Start your shouting engines

The head of Mozilla's Firefox browser is looking to the future. And, for the moment at least, it seems to lie in rival Chrome.

Senior VP Mark Mayo caused a storm by revealing that the Firefox team is working on a next-generation browser that will run on the same technology as Google's Chrome browser.

"Let's jump right in and say yes, the rumors are true, we're working on browser prototypes that look and feel almost nothing like the current Firefox," Mayo wrote in a blog post.

"The premise for these experiments couldn't be simpler: what we need a browser to do for us – both on PCs and mobile devices – has changed a lot since Firefox 1.0, and we're long overdue for some fresh approaches."

The biggest surprise, however, was that the project, named Tofino, will not use Firefox's core technology – Gecko – but will instead plumb for Electron, which is built on the technology behind Google's Chrome browser, called Chromium.

Predicting the inevitable outcry, Mayo went into some depth about the seemingly endless amount of internal hand wringing.

He highlighted what he called the "textbook innovator's dilemma" – where the status quo prevents anyone from making new and innovative products. He said: "The reason new things at old shops is difficult, mostly, I think, isn't because people are bad, or stupid, or actively sabotage new projects or any nonsense like that. It's largely because doing anything that might conceivably impact the current product creates unavoidable tension."

Update

That "tension" has led to an entire year's worth of "stop energy," Mayo revealed, to the extent that he was amazed project Tofino made it through alive.

While it – and its six-person team – are in fact alive, the same pressures quickly forced May to append an update to the top of his post:

I should have been clearer that Project Tofino is wholly focused on UX explorations and not the technology platform. We are working with the Platform team on technology platform futures too, and we're excited about the Gecko and Servo-based futures being discussed!

(Servo being Moz's promising Rust-based web engine.)

That update led to more hand-wringing and shouting and more explanations, which in their own way, only serve to reinforce May's point about argument and what's gone before slowing innovation.

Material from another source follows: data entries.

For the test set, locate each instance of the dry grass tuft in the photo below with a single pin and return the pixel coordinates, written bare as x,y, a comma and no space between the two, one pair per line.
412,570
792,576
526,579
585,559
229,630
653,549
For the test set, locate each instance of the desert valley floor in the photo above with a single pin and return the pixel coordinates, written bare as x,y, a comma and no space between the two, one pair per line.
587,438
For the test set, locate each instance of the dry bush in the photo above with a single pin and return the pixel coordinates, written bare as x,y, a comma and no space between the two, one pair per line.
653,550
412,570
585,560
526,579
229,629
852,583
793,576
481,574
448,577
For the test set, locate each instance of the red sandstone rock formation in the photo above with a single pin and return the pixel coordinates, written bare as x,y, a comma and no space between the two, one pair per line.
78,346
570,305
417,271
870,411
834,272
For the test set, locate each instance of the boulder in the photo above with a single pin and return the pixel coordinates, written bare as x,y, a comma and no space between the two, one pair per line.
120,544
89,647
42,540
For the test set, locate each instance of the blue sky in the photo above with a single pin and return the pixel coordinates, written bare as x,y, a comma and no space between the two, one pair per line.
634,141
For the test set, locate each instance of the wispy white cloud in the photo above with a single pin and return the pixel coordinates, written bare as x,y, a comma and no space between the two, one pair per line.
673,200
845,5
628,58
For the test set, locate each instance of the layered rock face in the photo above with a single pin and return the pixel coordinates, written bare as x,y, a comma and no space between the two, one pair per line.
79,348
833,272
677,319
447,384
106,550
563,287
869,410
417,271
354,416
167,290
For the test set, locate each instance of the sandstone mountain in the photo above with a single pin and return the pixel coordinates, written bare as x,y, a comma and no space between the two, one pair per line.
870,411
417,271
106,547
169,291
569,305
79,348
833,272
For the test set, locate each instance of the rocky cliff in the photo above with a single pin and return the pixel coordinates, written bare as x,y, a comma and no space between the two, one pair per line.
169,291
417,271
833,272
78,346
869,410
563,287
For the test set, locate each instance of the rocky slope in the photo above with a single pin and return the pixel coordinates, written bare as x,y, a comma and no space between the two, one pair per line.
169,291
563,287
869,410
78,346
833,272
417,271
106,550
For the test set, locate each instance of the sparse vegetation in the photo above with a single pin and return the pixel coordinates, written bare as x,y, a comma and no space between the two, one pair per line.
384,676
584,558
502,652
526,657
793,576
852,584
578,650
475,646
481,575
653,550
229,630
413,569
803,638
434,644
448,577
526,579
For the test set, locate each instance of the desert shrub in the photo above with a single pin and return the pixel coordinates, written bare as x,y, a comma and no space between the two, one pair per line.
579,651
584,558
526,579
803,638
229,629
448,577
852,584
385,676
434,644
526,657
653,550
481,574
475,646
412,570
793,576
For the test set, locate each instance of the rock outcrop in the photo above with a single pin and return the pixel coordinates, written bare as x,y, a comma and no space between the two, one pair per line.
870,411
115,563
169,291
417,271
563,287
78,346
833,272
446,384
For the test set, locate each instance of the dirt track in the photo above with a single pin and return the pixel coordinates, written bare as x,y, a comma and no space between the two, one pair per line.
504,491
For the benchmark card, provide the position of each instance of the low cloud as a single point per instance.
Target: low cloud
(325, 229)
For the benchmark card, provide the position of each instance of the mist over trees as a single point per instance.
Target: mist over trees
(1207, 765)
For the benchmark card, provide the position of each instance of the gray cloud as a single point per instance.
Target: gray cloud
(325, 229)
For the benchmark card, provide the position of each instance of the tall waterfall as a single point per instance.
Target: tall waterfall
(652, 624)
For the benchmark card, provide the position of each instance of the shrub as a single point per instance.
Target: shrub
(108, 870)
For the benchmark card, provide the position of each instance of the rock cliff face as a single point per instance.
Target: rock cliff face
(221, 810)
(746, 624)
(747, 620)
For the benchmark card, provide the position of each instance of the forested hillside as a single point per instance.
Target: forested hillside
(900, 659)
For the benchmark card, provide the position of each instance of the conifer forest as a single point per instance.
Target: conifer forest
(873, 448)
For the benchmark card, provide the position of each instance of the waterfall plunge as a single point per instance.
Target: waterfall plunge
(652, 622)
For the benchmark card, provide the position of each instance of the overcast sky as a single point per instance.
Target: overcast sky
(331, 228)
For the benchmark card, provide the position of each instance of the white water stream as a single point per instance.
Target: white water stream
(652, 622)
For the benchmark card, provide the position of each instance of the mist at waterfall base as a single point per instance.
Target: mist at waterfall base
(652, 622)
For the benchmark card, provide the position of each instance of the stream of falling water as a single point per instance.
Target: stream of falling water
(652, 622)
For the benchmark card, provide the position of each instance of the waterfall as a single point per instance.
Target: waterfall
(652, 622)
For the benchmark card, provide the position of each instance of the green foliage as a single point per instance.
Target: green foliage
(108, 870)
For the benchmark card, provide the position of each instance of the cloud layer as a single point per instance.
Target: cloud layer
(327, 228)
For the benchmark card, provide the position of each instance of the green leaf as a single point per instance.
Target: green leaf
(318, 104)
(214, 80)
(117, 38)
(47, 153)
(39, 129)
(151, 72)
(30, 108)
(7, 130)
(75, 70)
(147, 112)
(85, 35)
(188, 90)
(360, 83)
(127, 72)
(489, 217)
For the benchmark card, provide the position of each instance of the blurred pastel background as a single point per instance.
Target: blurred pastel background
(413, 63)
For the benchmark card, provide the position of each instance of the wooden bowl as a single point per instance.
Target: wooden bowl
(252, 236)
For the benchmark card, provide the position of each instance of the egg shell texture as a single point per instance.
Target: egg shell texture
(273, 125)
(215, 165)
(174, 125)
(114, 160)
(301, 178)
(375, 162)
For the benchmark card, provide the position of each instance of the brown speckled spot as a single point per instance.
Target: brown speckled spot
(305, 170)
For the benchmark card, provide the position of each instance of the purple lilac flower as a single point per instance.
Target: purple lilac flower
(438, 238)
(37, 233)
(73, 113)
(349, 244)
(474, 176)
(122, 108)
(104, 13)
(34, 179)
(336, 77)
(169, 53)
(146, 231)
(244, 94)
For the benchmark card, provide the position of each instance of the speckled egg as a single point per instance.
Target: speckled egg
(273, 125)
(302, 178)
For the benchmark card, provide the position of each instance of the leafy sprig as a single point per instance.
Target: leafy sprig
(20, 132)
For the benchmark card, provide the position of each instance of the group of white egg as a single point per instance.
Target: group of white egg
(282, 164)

Just two days after Mayo broke ranks, Mozilla's CTO jumped up and announced another new project – this one called Positron (geddit?) – which will take the Electron API and "wrap it around Gecko." Or, in other words, make it possible to take Mayo's new, better browser and pull it off Chromium and back into the safe hands of Gecko.

And so the status quo seeks to reassert itself.

This will be worth watching because, despite all the argument and counter-argument, whether Mayo succeeds in breaking free from Mozilla's web will decide whether the company's web browser will go the same way as its email client, Thunderbird, which has moved from core product to also-ran.

Meanwhile, a new version of Firefox that everyone is really excited about (!) is on its way, as well as the "biggest changes to Gecko we've ever attempted": in the snappily titled update "e10s".

Mayo noted in his post that e10s will ensure that "Firefox is on a healthy, competitive footing for years to come." But he noted: "It's not enough, when someone has a totally different idea they want to explore."